Her crowning performance took place at the core moment – the equivalent of the akoko ritual. Having subdued the main body of worshippers, it was time to take on the altar itself. I watched her – disbelievingly – as she built up towards the assault, timed to hoist the victory flag at the climactic moment. She had already demolished the peripheries of the church’s own “territorial imperative” in masterful strides, obliterated those invisible parameters which you and I, believers or non-believers alike, respect as off-limits for the laity. She positioned herself for the final assault, awaited the moment when the bride and the bridegroom would pledge their troth by placing both rings on the Bible for blessing before the exchange of rings. Then, wait for this – and may I interject here that, in my theology, Bible leaves or akoko leaves, all are mere vehicles of progression along spiritual invocation, and that trampling on either is an act of desecration.

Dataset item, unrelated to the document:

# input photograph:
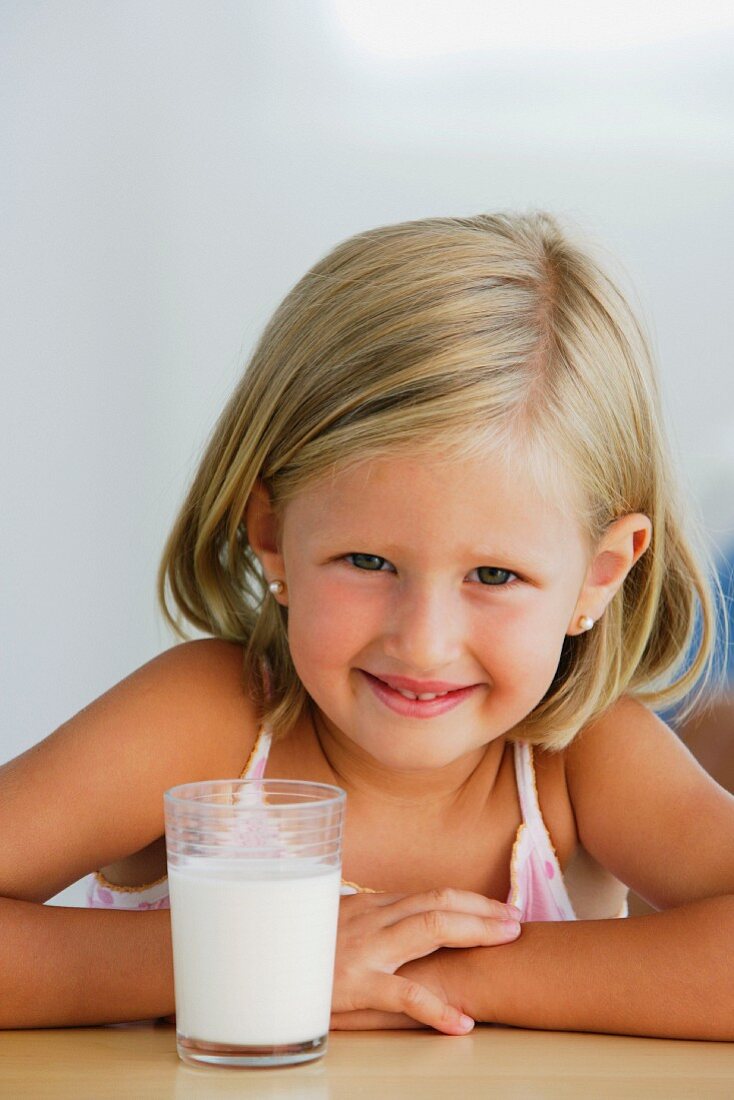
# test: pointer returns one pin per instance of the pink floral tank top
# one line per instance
(537, 886)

Not being Boko Haram or any of that demonic throng however, we shall leave the deities to fight their own battles and concentrate on ours – which is the right to view without profane obtrusiveness. However, let us get back to the wedding…
Assault camera leading, Ms Sigidi thrust herself between bride and bridegroom, edging aside one of the two officiating priests to make room for herself. I gasped, but thought to myself, now it’s going to happen. That priest is going to shut that heavy tome, turn it into a corrective rod, and biff her in the midriff. Or simply switch his lines to the Book of Imprecations but – no – this was, after all, a camera on divinely-appointed visitation – and so, that insipid man of God meekly side-stepped to allow her more room! Elated at this cheaply bought, victim assisted victory, she pointed her metallic snout downwards, and dived hungrily to ingest the Bible leaves, took several shots – and then, swaggered away – back to her reconnaissance tour of the altar zone. From there, she took her time to survey the congregation before switching to her lordly repertory of slow, self-adoration strides to bestow her lens benediction on the next selected target.
I am no Christian, but I did undergo my regulation abuse of religious conscription, so I still recall what we learnt was the shortest, yet the most trenchant verse in the bible: “Jesus wept”. That day, it was I who wept for Jesus!
Afterwards, between still gritted teeth of superhuman restraint, I said to my daughter – I now believe in the devil, and today it came in the shape of a social photographer. If that was not a fiend from hell, then she is an ambassador plenipotentiary of that domain. I came to see my granddaughter’s wedding, but who was the ‘officiating priest’? That Afro-American she-devil!
Which American? she corrected. She’s Nigerian.